Adoption and Effectiveness of AI-Based Anomaly Detection for Cross Provider Health Data Exchange

TL;DR

This paper evaluates AI-based anomaly detection methods in cross-provider health data exchange, proposing a readiness framework and a staged deployment strategy balancing rule-based and machine learning approaches.

Contribution

It introduces a practical readiness framework and empirical insights for implementing AI anomaly detection in multi-provider healthcare settings.

Findings

Rule-based methods achieve high recall but higher alert volumes.

Isolation Forest reduces alert burden but has lower sensitivity.

SHAP analysis identifies provider mismatch and off-hours access as key anomaly drivers.

Abstract

This study investigates the adoption and effectiveness of AI-based anomaly detection in cross-provider electronic health record (EHR) environments.

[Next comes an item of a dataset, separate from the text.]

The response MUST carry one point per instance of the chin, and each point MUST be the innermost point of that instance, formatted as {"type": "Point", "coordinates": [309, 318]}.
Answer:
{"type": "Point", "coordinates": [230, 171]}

It aims to (1) identify the organisational and digital capabilities required for successful implementation and (2) evaluate the performance and interpretability of lightweight anomaly detection approaches using contextual audit data. A semi-systematic scoping synthesis is conducted to derive a four-pillar readiness framework covering governance, infrastructure/interoperability, workforce, and AI integration, operationalised as a 10-item checklist with measurable indicators. This is complemented by a simulation of cross-provider audit logs incorporating contextual features such as provider mismatch, time of access, days since discharge, session duration, and access frequency. A rule-based approach is benchmarked against Isolation Forest, with SHAP used to explain model behaviour. Results show that rule-based methods achieve high recall but generate higher alert volumes, while Isolation Forest reduces alert burden at the cost of lower sensitivity. SHAP analysis highlights provider mismatch and off-hours access as dominant anomaly drivers. The study proposes a staged deployment strategy combining rules for coverage and machine learning for prioritisation, supported by explainability and continuous monitoring. The findings contribute a practical readiness framework and empirical insights to guide the implementation of AI-based anomaly detection in multi-provider healthcare environments.